14 summer activities to teach kids about Ag


School is out for summer, but learning never stops. Here are 14 activities to teach kids about Ag:

  1. Count worms. Earthworms thrive in healthy soil. Kids can count how many worms are present in 1 square foot of soil to determine soil health. Measure and mark 1 square foot of ground in your back yard. Dig 1 foot deep. Moving displaced soil onto newspaper. Count the number of worms in the pile. More than 10 worms suggest soil is healthy, less than 10 worms may mean soil lacks organic matter.
  2. Plant popcorn and pop it for movie night. Growing popcorn is easy. There are several varieties well-suited for the home garden; Strawberry popcorn and smoke signals are colorful varieties that wow kids. Plant popcorn in May to harvest in fall. Dry ears completely before popping the kernels.
  3. Save watermelon seeds. Kids love to spit watermelon seeds. They’ll love growing watermelon as much! After eating watermelon, collect seeds in a cup. Rinse seeds well, and spread them on a paper plate to dry for several days. Store seed in a labeled envelope and place the envelope in an airtight container until it’s time to plant. Plant watermelon in May to harvest in late summer.
  4. Sample apple varieties. More than 100 apple varieties are grown commercially in the United States. Purchase several varieties from the local orchard or grocery store and sample each variety, noting their unique colors, textures and flavors.

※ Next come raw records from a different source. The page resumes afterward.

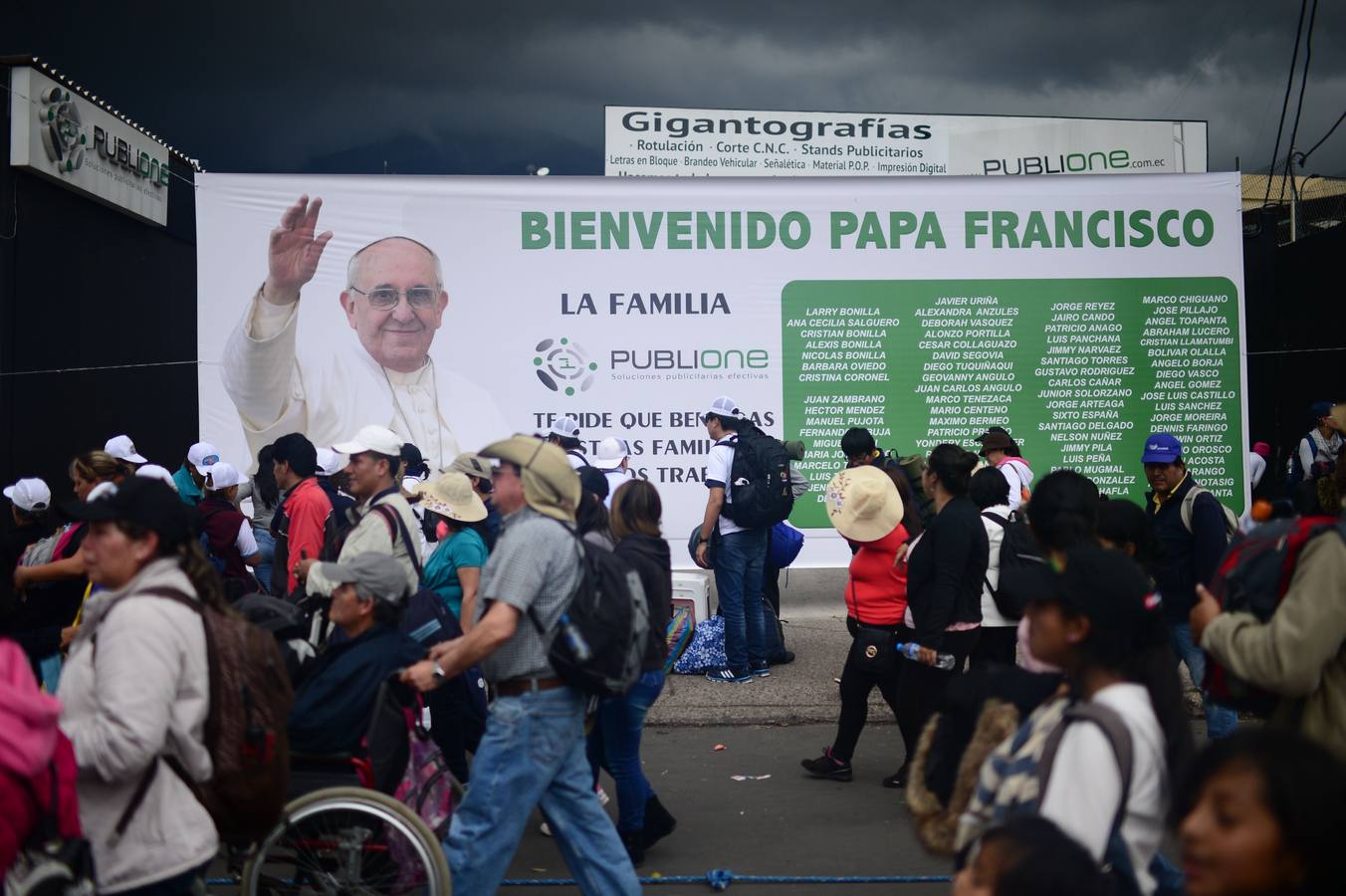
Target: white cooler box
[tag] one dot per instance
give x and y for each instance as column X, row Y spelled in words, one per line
column 692, row 589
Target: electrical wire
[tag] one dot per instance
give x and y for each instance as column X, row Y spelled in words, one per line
column 1284, row 104
column 1299, row 108
column 1303, row 156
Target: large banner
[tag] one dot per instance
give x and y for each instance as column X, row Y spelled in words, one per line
column 1077, row 313
column 753, row 142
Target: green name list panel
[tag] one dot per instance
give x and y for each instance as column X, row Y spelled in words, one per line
column 1079, row 371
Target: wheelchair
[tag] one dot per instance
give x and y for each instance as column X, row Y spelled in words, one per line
column 344, row 833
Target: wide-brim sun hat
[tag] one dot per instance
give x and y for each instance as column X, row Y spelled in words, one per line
column 863, row 504
column 551, row 486
column 451, row 495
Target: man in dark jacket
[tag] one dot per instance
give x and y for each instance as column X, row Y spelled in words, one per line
column 1192, row 552
column 336, row 700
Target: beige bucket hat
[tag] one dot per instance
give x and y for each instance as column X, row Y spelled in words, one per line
column 863, row 504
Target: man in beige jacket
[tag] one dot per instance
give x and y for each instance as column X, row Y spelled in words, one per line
column 1299, row 653
column 373, row 468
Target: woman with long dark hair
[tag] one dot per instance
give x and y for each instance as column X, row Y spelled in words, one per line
column 1102, row 626
column 1260, row 814
column 945, row 567
column 614, row 742
column 452, row 518
column 147, row 697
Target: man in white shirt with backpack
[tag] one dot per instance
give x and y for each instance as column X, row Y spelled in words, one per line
column 739, row 554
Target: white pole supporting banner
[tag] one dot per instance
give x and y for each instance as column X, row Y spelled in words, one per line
column 1078, row 313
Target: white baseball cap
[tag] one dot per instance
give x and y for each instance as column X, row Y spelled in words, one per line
column 222, row 475
column 608, row 455
column 725, row 406
column 122, row 448
column 565, row 427
column 330, row 463
column 155, row 471
column 202, row 455
column 29, row 494
column 378, row 439
column 100, row 490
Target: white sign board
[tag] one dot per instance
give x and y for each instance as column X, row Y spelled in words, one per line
column 665, row 141
column 73, row 141
column 1077, row 313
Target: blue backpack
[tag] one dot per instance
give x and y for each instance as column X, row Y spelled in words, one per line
column 428, row 620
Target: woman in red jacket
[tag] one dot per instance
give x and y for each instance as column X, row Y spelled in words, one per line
column 866, row 509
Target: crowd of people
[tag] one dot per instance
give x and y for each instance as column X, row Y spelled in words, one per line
column 979, row 599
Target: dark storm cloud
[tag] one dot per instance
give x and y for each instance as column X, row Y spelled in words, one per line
column 488, row 88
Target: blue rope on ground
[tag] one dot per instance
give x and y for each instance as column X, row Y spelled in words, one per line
column 719, row 880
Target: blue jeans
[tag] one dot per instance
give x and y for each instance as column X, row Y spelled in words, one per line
column 739, row 560
column 267, row 548
column 534, row 754
column 614, row 743
column 1220, row 722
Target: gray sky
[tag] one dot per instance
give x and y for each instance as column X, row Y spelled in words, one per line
column 450, row 88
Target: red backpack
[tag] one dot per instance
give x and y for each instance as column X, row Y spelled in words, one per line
column 1252, row 577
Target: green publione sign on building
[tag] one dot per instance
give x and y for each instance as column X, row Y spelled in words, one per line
column 1078, row 370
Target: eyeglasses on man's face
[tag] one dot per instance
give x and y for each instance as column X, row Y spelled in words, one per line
column 385, row 298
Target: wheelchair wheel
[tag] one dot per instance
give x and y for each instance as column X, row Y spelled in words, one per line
column 347, row 841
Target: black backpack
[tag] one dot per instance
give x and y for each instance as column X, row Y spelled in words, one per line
column 1017, row 551
column 599, row 639
column 761, row 481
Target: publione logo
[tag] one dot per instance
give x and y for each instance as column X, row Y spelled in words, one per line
column 564, row 366
column 62, row 130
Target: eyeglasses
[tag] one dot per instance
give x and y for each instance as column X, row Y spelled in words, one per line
column 385, row 298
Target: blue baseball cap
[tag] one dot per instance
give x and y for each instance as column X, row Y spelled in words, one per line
column 1162, row 448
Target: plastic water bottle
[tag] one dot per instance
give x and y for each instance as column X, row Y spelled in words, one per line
column 911, row 650
column 576, row 640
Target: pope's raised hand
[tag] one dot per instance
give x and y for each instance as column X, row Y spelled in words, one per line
column 294, row 252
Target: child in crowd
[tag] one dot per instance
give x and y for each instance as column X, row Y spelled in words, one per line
column 1261, row 814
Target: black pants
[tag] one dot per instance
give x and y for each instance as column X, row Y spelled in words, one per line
column 921, row 688
column 998, row 644
column 857, row 681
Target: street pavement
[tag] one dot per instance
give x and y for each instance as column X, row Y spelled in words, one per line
column 786, row 823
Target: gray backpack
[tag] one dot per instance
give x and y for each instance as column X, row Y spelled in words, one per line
column 42, row 551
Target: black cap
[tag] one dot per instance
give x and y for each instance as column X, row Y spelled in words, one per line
column 413, row 464
column 1108, row 588
column 997, row 439
column 145, row 502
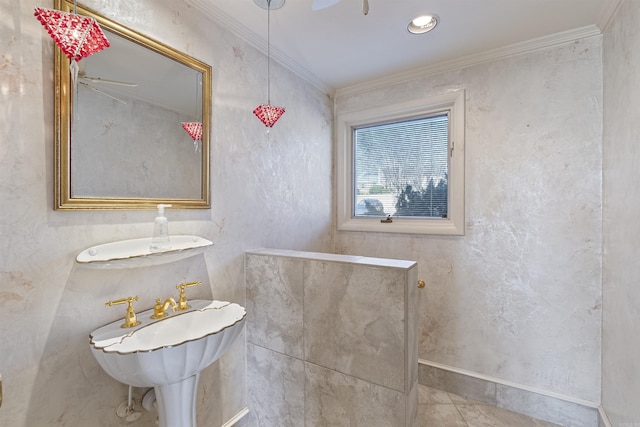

  5. Plant a tree. Agroforestry combines trees, crops and/or livestock on a plot of land. Benefits include shade for animals, clean air, windbreaks, improved biodiversity and soil and water protection. Plant a tree and discuss how trees help farmers and the environment.  
  6. Picnic with pollinators. Bees, butterflies, insects and birds are valuable crop pollinators. Thirty-five food crops depend on pollinators to reproduce. Serve kids’ favorite foods that require pollinators — melons, strawberries, carrots, cucumbers — at an outdoor picnic. Talk about pollinators’ role in food production and watch for pollinator guests.
  7. Eat an Ohio Ag breakfast. Wheat, eggs, hogs and dairy products are among Ohio’s top ten agricultural products. Kids can help prepare a pancake breakfast with sides of scrambled eggs and bacon. Enjoy an Ohio Ag breakfast and conversation about where food comes from.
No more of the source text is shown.